~ Loops ~

Last week Dan Meyer announced a contest built around a loopy task from Anna Weltman in her new non-math math book, This is not a Math Book.

I turned the task into an interactive walkthrough and loop laboratory, which you’re cordially invited to use as a demonstration for your students in conjunction with Anna’s book (Dan excerpted a few pages here and here). Or, of course, if you just want to get nerd-sniped into messing around with loops for a little while.

Below I included a couple of problem sets I think would make for interesting extensions.

§ Faces and Vertices and Edges (Oh, my!)
  1. (1) We saw that sometimes a loop only intersects itself at individual points (like the 2-3-4), while other times a loop will retrace a portion of itself (like the 3-5-2). Let’s call loops that retrace themselves clingy. Under what circumstances will a loop be clingy?

  2. (2) A loop divides the plane into a bunch of regions that are walled off from the rest of the plane. Let’s call those regions cells. How many cells does the 2-1-4 loop have? (Hint: Don’t forget the big, huge, giant cell that’s outside the whole loop.)

  3. (3) Each time a loop intersects itself at a point, it forms a little cross. How many crosses does the 2-1-4 loop have?

  4. (4) If you start at a cross and trace your way along the loop, eventually you’ll either end up at another cross, or back at the same cross from a new direction. That portion of the loop between two crosses (or between a cross and itself) is called a blip. How many blips does the 2-1-4 loop have?

  5. (5) Make a whole bunch of non-clingy loops. Can you find a relationship among the number of cells, crosses, and blips that a loop has?

  6. (6) Find yourself a cube. How many faces does it have? How many vertices? How many edges?

  7. (7) Find yourself a tetrahedron (admittedly a little bit harder). How many faces, vertices, and edges does it have?

  8. (8) Get your hands on a bunch of convex polyhedra. (Unless you have some really nerdy math friends, you’re probably going to have to hit up the internet for this one). Can you find a relationship among the number of faces, vertices, and edges each one has?

  9. (9) Convince yourself that this connection between loop-de-loops and convex polyhedra isn’t an accident.

§ Loops Gone Wild
  1. (1) We looked at some loops with three lengths (3-loops), a loop with four lengths (a 4-loop), and a loop with five lengths (a 5-loop). The 3-loops all returned to their starting point, so let’s call them tame. (The 5-loop was also tame.) But the 4-loop spun off to infinity. Let’s call loops like that wild. Are there any wild 3-loops? Prove there aren’t or find a counterexample.

  2. (2) Are there any tame 4-loops? If so, are there any that a snooty mathematician wouldn’t call trivial? Why or why not?

  3. (3) For what n are n-loops guaranteed to be tame? Guaranteed to be wild? Neither necessarily tame nor necessarily wild?

  4. (4) Let’s say that, instead of always changing direction in a counterclockwise way, at each step you pick a random direction (up, down, left, or right) in which to draw your line.
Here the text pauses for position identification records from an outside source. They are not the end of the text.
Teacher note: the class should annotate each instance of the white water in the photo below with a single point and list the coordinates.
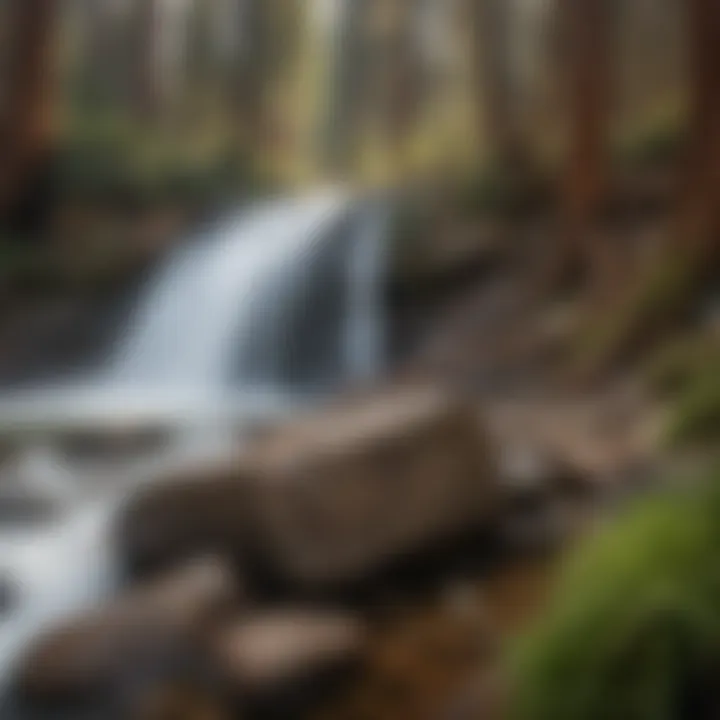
(227, 302)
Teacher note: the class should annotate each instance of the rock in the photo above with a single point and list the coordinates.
(131, 639)
(267, 652)
(344, 492)
(198, 511)
(531, 476)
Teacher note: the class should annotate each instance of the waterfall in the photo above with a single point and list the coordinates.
(249, 304)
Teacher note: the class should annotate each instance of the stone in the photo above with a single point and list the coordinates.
(346, 491)
(198, 511)
(132, 638)
(265, 652)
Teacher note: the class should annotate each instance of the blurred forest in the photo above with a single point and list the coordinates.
(585, 134)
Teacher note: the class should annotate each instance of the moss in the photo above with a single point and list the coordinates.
(696, 414)
(635, 626)
(673, 368)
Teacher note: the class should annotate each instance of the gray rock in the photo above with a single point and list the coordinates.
(132, 638)
(265, 652)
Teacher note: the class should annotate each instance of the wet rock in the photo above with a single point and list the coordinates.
(346, 491)
(283, 652)
(531, 477)
(131, 640)
(194, 512)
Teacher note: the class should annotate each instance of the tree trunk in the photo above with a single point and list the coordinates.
(147, 62)
(26, 127)
(345, 95)
(587, 50)
(494, 79)
(253, 69)
(667, 288)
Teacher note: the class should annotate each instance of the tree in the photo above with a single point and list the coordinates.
(347, 84)
(26, 126)
(147, 91)
(587, 28)
(665, 289)
(494, 78)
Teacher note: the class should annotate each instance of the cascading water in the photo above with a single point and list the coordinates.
(284, 295)
(223, 311)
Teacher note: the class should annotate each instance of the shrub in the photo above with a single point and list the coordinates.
(634, 633)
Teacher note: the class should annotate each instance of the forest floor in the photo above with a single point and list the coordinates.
(440, 656)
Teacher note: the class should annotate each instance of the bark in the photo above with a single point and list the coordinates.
(26, 126)
(494, 78)
(253, 68)
(347, 84)
(587, 45)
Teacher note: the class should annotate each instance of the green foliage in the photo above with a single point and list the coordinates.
(661, 295)
(634, 633)
(654, 146)
(696, 414)
(116, 163)
(675, 366)
(494, 190)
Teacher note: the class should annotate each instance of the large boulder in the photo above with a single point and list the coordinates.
(130, 640)
(201, 510)
(346, 491)
(330, 498)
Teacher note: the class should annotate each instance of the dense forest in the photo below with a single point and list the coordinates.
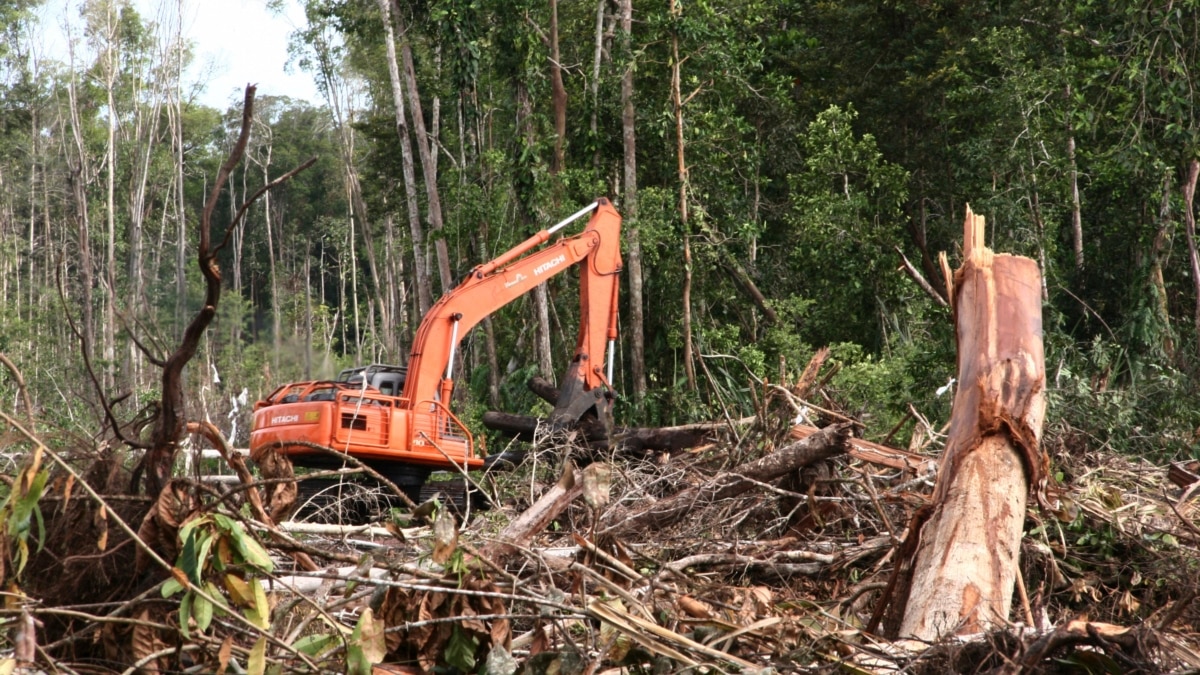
(786, 172)
(793, 179)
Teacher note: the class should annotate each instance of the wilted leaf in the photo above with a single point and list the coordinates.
(223, 655)
(257, 662)
(261, 613)
(145, 639)
(597, 484)
(316, 644)
(369, 634)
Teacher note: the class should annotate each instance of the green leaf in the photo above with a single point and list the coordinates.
(461, 650)
(189, 559)
(317, 644)
(185, 614)
(171, 586)
(202, 609)
(369, 634)
(251, 551)
(257, 662)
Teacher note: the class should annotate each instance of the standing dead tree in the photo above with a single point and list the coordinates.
(963, 549)
(171, 424)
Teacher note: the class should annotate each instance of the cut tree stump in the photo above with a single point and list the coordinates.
(966, 556)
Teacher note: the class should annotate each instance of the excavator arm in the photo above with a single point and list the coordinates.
(492, 285)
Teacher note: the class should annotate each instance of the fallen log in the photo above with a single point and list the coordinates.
(966, 551)
(624, 440)
(828, 442)
(875, 453)
(521, 531)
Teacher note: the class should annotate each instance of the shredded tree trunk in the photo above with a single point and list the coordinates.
(966, 556)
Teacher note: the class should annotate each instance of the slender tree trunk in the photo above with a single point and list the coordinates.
(420, 267)
(967, 551)
(109, 328)
(689, 365)
(429, 168)
(79, 173)
(273, 255)
(1077, 214)
(629, 138)
(597, 57)
(558, 91)
(1036, 210)
(1158, 250)
(1189, 219)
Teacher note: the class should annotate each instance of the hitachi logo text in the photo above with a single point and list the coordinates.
(549, 266)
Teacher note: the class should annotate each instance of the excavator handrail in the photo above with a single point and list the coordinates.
(466, 432)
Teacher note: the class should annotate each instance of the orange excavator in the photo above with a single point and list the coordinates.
(397, 419)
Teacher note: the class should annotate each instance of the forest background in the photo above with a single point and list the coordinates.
(786, 172)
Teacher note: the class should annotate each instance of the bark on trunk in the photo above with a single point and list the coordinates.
(1189, 220)
(627, 441)
(629, 139)
(967, 550)
(429, 167)
(420, 263)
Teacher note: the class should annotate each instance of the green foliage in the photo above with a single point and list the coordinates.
(21, 518)
(217, 548)
(817, 139)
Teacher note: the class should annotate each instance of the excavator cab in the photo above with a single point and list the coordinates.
(397, 419)
(388, 378)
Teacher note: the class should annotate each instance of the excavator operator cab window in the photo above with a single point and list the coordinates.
(390, 384)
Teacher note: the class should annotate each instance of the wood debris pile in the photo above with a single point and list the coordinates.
(767, 548)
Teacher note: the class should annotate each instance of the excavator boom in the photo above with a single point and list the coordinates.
(408, 431)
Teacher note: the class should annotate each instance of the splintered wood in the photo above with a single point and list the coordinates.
(966, 557)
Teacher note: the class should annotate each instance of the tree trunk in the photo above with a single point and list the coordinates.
(429, 168)
(558, 93)
(967, 550)
(420, 263)
(629, 137)
(1077, 211)
(1158, 250)
(689, 366)
(1189, 220)
(828, 442)
(79, 173)
(109, 328)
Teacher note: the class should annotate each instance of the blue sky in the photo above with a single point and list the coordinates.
(235, 41)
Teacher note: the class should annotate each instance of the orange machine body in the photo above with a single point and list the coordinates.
(414, 426)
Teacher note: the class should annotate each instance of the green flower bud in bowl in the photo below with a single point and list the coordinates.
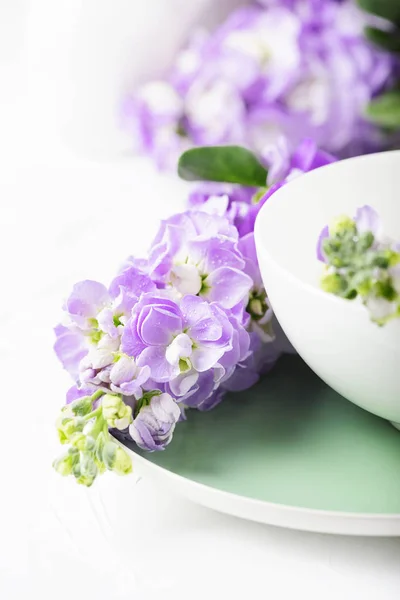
(346, 327)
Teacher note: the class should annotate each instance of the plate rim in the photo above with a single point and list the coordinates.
(280, 515)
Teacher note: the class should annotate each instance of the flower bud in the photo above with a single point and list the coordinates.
(63, 465)
(116, 459)
(88, 470)
(341, 224)
(82, 406)
(116, 412)
(67, 427)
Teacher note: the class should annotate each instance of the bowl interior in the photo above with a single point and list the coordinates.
(289, 223)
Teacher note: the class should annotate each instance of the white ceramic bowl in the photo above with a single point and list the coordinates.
(335, 337)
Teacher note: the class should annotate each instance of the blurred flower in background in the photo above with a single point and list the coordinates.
(293, 68)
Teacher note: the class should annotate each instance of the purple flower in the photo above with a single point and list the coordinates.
(260, 360)
(306, 157)
(85, 302)
(105, 367)
(176, 340)
(154, 426)
(258, 307)
(196, 253)
(282, 69)
(70, 348)
(124, 292)
(76, 392)
(320, 244)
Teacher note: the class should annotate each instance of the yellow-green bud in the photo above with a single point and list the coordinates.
(123, 463)
(116, 459)
(256, 307)
(63, 465)
(116, 412)
(332, 283)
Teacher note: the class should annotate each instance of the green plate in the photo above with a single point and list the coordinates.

Let’s call this new kind of loop a drunken loop. Are drunken 3-loops more likely to be wild then their sober counterparts? Are drunken 4-loops more likely to be tame?

  5. (5) Remarkably (to me, at least), any drunken 1-loop (like 1-1-1-… or 9-…) is tame. Prove that there are no wild drunken 1-loops.

  6. (6) Instead of restricting our loops to a 2D grid, let’s have them live in a 3D lattice. Now a drunken loop can head off, at each step, in one of 6 random directions in 3-space. Are all drunken 1-loops still tame? If not, what’s the probability a drunken 1-loop will be tame?

  7. (7) As n increases, what happens to the probabilty that a drunken 1-loop is tame in Rn? Come up with a formula for that probability in terms of n.